When you’re an adult a weird and mild form of multiple personality disorder overcomes you when you read Middle Grade Fiction. When you’re reading a really good book, in this case Mamba Point by Kurtis Scaletta, part of your personality is overtaken by the twelve-year-old you once were. You revel in the danger and intrigue of the story. At other points the grown-up part of your personality takes over. You gasp and think “stupid kid, what are you doing?”

I did both while reading about Linus Tuttle, a twelve-year-old boy who moves from Ohio to Monrovia in Liberia, Africa. Linus and his family move to the new country because his dad gets a job at the American Embassy there. On the plane ride to their new home Linus’ older brother, who had been Larry in Ohio, decides he’s going to reinvent himself and asks his family to call him Law.

The idea of reinvention appeals to Linus and he decides that he too is going to reinvent himself. No longer will he be quiet, anxiety-ridden, scared Linus. In Africa he will be brave and bold.

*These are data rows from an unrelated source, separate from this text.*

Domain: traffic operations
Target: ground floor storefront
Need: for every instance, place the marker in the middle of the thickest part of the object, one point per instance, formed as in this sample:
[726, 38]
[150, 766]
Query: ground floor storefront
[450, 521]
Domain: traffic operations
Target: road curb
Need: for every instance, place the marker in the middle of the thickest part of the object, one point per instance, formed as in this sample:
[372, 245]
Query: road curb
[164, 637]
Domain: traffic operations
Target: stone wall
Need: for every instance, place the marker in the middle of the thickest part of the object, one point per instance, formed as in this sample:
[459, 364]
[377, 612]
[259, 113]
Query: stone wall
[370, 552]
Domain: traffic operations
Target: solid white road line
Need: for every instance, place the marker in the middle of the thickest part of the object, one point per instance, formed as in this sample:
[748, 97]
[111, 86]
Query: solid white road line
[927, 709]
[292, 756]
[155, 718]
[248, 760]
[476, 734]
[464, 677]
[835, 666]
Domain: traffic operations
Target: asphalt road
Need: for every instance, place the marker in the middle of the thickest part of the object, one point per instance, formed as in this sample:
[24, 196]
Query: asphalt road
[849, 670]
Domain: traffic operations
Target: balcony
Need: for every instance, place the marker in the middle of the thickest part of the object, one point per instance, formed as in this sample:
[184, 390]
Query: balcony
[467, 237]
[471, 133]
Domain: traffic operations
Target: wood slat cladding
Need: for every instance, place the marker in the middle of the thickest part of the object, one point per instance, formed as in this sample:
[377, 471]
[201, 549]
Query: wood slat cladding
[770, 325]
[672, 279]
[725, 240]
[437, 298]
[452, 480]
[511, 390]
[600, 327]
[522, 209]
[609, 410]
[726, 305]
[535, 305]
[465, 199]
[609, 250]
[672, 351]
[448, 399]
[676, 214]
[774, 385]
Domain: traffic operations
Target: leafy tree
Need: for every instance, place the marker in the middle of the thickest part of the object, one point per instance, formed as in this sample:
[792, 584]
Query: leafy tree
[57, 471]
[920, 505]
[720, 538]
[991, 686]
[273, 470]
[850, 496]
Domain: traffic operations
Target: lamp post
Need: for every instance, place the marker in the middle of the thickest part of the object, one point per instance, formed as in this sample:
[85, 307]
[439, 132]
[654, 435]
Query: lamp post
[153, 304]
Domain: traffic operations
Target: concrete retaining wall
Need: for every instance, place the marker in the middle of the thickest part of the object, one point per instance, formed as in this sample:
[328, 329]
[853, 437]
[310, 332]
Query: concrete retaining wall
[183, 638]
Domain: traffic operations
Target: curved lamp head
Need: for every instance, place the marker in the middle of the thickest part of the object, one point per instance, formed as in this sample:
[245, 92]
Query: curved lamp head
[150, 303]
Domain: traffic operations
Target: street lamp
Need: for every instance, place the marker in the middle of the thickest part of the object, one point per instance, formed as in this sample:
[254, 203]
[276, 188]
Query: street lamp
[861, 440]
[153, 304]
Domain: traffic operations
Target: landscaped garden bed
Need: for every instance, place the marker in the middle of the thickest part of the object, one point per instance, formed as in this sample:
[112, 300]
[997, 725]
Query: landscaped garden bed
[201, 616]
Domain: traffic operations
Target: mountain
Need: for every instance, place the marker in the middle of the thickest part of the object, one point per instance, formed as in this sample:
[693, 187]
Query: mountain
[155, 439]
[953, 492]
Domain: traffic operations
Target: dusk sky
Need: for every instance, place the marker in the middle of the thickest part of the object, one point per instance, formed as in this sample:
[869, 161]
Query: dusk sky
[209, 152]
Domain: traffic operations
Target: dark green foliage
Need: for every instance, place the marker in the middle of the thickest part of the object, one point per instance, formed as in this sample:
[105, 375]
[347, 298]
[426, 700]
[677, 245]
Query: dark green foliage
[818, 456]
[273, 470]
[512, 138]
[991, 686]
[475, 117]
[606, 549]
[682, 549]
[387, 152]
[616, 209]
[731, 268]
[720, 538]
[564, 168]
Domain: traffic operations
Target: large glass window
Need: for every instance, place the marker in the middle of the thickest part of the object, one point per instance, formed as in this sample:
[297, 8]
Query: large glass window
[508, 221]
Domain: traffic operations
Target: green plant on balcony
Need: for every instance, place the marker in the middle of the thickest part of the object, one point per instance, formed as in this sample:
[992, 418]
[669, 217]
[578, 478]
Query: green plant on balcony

Linus’ resolution is put to the test the moment the Tuttles step off the plane. As they walk across the tarmac, a man with a machete runs toward the family and before they can even react, he’s chopping a deadly black mamba to pieces. The snake seemed to be gunning for the Tuttles.

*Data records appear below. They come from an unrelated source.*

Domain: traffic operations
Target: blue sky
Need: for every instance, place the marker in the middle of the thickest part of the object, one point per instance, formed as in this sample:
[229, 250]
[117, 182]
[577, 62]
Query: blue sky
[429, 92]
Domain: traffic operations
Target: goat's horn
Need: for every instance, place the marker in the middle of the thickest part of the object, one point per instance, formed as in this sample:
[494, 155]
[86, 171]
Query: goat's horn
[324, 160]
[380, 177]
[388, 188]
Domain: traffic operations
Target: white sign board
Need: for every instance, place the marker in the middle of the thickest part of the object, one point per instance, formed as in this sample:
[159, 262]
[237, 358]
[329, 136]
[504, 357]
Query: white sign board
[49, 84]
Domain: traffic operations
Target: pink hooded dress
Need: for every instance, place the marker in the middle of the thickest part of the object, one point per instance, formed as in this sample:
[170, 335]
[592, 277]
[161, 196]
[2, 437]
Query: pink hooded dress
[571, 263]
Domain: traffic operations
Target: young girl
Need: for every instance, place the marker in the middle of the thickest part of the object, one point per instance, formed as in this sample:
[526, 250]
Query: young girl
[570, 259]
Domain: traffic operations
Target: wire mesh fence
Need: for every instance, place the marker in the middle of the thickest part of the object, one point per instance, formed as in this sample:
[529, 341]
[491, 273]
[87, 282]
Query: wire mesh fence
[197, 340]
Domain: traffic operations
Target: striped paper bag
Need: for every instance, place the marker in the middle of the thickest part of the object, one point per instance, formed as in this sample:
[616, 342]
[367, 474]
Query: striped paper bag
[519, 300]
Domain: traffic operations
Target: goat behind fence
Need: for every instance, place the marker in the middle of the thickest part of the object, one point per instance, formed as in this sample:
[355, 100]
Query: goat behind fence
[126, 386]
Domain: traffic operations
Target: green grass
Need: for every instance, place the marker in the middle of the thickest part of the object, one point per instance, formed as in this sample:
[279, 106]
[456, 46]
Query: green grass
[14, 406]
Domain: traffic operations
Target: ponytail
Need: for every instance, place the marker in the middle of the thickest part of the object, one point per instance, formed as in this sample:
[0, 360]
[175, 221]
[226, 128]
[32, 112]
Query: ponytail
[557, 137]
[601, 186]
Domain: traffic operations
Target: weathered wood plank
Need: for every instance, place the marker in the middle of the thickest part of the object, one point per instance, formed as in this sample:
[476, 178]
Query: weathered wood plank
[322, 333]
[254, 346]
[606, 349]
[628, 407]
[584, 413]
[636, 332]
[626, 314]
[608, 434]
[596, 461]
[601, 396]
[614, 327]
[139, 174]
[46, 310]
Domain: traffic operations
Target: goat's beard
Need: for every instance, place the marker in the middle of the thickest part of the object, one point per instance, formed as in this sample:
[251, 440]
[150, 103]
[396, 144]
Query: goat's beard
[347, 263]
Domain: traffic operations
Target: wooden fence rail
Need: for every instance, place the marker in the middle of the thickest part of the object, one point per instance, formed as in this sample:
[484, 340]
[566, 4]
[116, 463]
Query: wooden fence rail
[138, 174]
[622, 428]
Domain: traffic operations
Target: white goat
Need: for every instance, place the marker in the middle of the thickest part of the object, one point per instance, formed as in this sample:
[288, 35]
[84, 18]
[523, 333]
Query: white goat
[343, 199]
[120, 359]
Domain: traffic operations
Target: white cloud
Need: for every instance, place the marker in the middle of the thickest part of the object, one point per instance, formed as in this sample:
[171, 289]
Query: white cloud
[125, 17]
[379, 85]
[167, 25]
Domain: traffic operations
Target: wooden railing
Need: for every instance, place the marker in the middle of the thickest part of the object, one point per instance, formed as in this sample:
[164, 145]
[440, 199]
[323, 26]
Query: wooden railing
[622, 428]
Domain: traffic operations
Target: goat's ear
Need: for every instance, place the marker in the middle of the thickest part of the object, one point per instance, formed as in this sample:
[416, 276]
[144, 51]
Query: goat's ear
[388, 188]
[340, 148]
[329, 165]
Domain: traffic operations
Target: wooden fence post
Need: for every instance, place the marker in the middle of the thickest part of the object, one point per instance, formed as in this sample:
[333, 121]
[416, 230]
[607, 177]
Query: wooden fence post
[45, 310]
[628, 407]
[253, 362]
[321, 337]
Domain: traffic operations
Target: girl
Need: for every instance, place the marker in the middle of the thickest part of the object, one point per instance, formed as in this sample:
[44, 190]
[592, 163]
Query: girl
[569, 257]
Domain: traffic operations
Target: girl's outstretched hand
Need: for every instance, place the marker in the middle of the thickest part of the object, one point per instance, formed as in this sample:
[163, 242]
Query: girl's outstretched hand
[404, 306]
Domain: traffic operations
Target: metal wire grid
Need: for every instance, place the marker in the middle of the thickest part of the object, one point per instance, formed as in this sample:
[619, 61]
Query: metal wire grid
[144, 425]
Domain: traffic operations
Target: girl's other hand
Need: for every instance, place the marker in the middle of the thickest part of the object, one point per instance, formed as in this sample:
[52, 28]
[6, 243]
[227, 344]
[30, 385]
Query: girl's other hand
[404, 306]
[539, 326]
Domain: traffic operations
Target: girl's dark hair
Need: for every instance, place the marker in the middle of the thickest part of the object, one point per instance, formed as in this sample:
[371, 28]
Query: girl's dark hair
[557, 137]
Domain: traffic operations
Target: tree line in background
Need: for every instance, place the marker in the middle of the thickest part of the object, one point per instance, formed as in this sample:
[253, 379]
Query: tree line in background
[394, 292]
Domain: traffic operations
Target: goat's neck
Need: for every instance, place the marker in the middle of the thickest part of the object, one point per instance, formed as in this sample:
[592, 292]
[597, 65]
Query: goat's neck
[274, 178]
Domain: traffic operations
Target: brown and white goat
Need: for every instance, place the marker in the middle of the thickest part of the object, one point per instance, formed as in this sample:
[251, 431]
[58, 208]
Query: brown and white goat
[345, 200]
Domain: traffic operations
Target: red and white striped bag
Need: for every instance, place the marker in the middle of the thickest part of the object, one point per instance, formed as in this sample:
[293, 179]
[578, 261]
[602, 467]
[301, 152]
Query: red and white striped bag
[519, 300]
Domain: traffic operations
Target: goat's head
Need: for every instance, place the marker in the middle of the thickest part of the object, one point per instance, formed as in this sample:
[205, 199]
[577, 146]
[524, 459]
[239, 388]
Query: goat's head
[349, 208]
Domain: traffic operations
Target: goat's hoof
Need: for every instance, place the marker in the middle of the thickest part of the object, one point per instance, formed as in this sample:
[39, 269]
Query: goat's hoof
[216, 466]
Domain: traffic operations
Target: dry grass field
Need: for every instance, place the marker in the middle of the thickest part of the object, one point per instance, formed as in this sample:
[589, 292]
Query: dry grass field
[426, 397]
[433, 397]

Linus, who is kind of afraid of snakes (and really who isn’t? I hate snakes. I might even have ophidiophobia or whatever you’d label the fear of things that slide around on the ground without legs. Worms, snakes, are equally terrifying to me), seems to attract these rare and dangerous black mambas.

As Linus grows more comfortable with his kaseng, an African belief that some people have special ties to certain animals he learns from a man who sells masks near his apartment, he grows ever bolder. He begins to believe he gets his courage from the mamba, which he befriends. And it’s this friendship that had me alternately thinking, “oh, that’s so cute” (like when the mamba would rest its head on Linus’ arm) and “kid, don’t you realize that’s a wild animal that could kill you?”

But the book isn’t all snakes and animals. In fact, it’s more about getting to know a new place, trying to fit in and make friends, and accepting who you are.

Linus is a smart, funny kid and hanging out with him while he maneuvers this new place is fun and, well, educational. I’m nearly forty and I learned a lot from Mamba Point without ever feeling like I was being lectured. That’s really the best kind of learning, isn’t it?

While I enjoyed the air of mysticism surrounding the snake, I really liked how Linus learns about and deals with the privilege he has of being a white, American kid who gets to go to school and always has food at hand.

There’s a scene where Linus is playing with a neighbor kid, a black American boy, and he asks him if he finds it racist how Africans are often portrayed as cannibals. Since the kids can’t come to a conclusion on their own they go out and ask the grown-ups, who happen to be some bigwigs in the Liberian government. The scene is kind of awful and awesome at the same time. You can feel the tension when Linus asks the question, and the incredulousness of the adults who are a little disarmed at his inquiry. It’s a great, great scene.

The whole book is pretty great and I’m not just saying this because Kurtis is a friend of mine and we’re in a writing group together. I was a little unsure about this one. . . snakes? Africa? Those are things that usually fall outside my areas of interest and yet, reading Linus’ story was engaging and funny and I’m glad I read it.